In my opinion, each main town in Haiti should have had at least a hospital, decent schools and colleges where teachers and professors were decently paid. Kids should have been taught how to protect the environment and grown-ups should have the opportunity to work for minimum wage to provide for their families. Birth control should have been reinforced informing the people the danger of overpopulation in a country exposed to natural disasters and to economical burdens. The alternative solutions to prevent cutting trees for domestic usage should have been one of the priorities of the government. Instead of compiling millions of dollars in foreign banks, these monies should have been invested in the country to create jobs and ameliorate the little infrastructure left by a few men of good will. The governments should have encouraged the Haitian living aboard to go back home to retire or to share their expertise in the different provinces of the country. Haiti is only half of an island; it was a God given gift, with beautiful beaches, one of a kind, with shinny mountains and valleys. But like most islands, Haiti is exposed to “intempéries” and natural disasters, but the main problem of the country is political wrong doings.

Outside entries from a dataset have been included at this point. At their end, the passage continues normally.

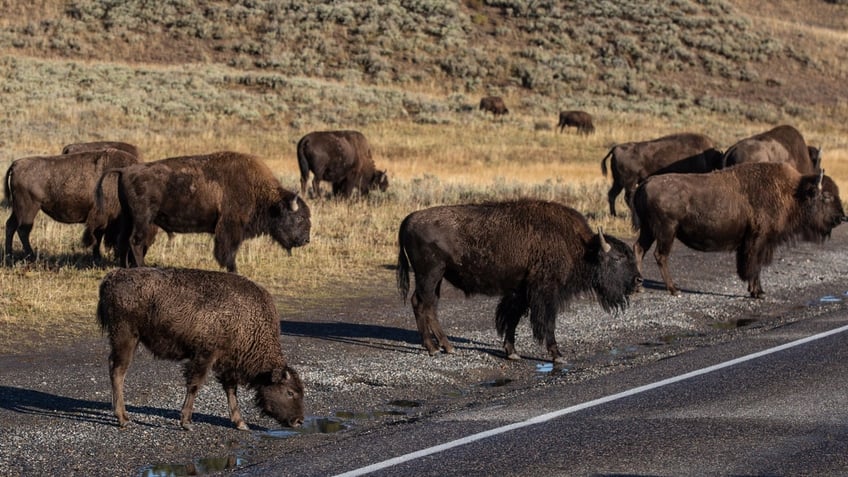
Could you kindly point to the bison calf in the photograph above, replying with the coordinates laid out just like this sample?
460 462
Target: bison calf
581 120
537 255
749 208
214 320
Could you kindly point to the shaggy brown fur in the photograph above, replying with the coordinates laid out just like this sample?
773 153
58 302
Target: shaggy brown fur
342 158
781 144
64 188
537 255
216 321
230 195
751 208
576 119
633 162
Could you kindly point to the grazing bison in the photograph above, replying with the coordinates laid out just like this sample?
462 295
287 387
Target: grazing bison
98 145
536 255
633 162
751 209
64 188
494 105
230 195
213 320
577 119
340 157
781 144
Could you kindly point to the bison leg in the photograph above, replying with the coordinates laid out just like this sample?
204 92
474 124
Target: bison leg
509 312
228 238
120 358
424 303
195 374
612 195
661 254
543 313
232 404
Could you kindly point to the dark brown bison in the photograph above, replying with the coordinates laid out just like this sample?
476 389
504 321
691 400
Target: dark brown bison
751 209
494 105
781 144
64 188
576 119
633 162
536 255
230 195
98 145
342 158
215 321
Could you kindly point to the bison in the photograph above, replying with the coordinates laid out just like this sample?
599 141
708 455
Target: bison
98 145
577 119
494 105
536 255
64 188
751 209
342 158
231 195
633 162
781 144
214 321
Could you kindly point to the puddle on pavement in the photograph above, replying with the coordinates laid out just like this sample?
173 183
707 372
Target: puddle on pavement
197 467
495 383
311 425
733 324
550 368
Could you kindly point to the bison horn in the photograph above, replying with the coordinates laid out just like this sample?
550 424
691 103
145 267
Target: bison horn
604 245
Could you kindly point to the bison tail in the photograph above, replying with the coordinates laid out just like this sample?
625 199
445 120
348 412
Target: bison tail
7 186
403 265
604 161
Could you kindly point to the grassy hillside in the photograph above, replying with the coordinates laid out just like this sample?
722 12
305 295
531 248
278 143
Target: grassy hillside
179 77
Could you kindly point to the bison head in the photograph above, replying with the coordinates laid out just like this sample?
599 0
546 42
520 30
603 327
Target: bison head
614 273
279 394
821 206
289 221
380 180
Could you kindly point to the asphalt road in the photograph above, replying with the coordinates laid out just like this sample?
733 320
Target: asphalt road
782 413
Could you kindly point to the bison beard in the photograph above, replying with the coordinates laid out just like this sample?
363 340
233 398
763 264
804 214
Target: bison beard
536 255
750 208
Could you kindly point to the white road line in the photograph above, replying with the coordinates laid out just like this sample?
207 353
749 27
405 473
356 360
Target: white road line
579 407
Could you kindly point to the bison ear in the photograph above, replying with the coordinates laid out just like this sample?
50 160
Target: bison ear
604 245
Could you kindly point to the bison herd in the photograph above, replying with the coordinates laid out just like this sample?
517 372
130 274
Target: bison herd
535 255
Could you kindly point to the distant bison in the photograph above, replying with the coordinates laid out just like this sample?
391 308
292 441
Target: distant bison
98 145
213 320
494 105
536 255
64 188
342 158
230 195
751 209
633 162
576 119
781 144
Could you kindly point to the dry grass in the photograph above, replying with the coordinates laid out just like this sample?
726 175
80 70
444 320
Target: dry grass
63 82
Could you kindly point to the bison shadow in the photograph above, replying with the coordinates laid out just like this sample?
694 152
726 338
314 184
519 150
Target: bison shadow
28 401
660 286
407 340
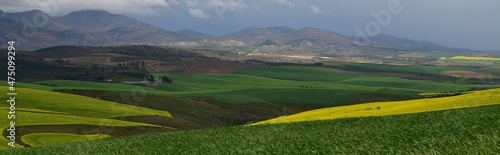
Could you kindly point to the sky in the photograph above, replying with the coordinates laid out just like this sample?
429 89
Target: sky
454 23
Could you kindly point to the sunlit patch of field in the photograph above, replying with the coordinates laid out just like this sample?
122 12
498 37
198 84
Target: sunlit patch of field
475 58
473 99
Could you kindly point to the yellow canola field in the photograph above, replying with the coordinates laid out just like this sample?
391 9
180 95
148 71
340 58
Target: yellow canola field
473 99
475 58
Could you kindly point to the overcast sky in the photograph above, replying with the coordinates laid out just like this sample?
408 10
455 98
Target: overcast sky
456 23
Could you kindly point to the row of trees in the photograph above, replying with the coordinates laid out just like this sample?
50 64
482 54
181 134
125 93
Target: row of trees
164 78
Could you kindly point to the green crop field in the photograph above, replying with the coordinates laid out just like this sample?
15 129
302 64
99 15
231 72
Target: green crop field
333 84
459 131
471 99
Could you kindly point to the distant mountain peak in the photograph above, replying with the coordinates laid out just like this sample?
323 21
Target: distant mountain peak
190 33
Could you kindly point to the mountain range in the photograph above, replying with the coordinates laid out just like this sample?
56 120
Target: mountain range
36 29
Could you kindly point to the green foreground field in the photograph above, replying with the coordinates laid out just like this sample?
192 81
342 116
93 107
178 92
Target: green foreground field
460 131
334 84
471 99
317 85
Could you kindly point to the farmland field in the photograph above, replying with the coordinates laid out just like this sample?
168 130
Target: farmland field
249 94
459 131
480 98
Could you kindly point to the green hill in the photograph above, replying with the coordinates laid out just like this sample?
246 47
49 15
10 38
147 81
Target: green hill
460 131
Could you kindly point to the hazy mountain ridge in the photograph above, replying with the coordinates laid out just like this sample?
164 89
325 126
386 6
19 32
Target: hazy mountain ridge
100 28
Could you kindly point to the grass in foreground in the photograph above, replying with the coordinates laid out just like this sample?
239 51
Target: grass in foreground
40 107
478 98
460 131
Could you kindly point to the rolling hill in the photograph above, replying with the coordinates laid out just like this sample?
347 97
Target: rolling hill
101 28
459 131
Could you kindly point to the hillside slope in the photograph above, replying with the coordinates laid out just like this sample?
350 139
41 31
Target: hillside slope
459 131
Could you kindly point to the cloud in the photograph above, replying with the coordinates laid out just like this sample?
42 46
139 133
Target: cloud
315 9
199 8
198 13
62 7
285 2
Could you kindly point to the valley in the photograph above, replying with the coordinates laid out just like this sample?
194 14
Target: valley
95 82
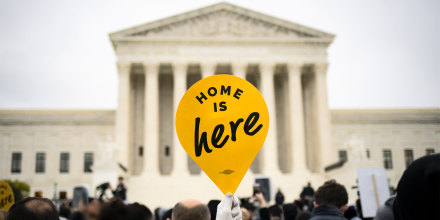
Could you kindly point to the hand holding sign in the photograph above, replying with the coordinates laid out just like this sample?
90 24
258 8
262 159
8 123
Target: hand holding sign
222 122
6 196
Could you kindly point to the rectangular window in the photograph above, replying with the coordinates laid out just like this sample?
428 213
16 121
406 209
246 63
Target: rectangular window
40 165
64 162
342 155
387 159
88 162
409 157
430 151
16 163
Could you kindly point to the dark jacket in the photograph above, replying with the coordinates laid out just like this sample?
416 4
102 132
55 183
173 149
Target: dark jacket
324 212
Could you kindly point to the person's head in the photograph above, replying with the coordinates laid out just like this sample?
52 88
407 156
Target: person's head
212 205
279 198
332 194
120 180
299 204
418 191
3 214
275 212
137 211
245 214
191 210
93 208
167 215
304 215
290 211
33 208
114 209
350 212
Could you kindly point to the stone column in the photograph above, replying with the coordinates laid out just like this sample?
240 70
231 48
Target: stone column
123 114
208 69
151 107
327 154
239 69
180 157
270 158
297 118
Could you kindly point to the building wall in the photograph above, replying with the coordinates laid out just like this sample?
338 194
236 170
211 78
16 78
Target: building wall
397 130
78 132
53 132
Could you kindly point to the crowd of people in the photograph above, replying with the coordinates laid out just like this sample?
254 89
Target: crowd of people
417 197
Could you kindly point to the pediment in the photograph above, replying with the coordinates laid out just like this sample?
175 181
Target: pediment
221 20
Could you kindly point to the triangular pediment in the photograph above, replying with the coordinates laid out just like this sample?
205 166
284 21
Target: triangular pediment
222 20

My prediction is that at the end of this year, if nothing is being done, or if something is not done, there will be mounting tensions among the people of Haiti. Certain will argue that a country which had lost so much, instead of being in political turmoil, should have tried of rebuilding. We have seen and known that many countries after wars or natural disasters have rebuilt their environment. I concur, yes, it will be awkward, right now, to see Haiti in a political turmoil while its capital is a tent city where some remains of its citizens and children are still under rubbles. America and other countries of the world have committed billions of dollars to help rebuild Haiti, but the battle among Haitians has yet to arrive. This time, if the people of Haiti think of “revendications,” I hope, they will do it not for survival or revenge, but for a change. For a change that can bring morality, compassion and where people will focus on spirituality, community, family education, and health. Leaders will unite instead of divide. The clergy, the army, the politicians and the businessmen will work together. Traditions, ethics and values will mean something. We need a change that will bring the challenge of balancing democracy to its essence but not to individual or foreign views. Since 1804, too many people have died in the name of survival, we need to shift our view to resolve our problems, bring change and give hope to our bleached-like hair children and to the next generation.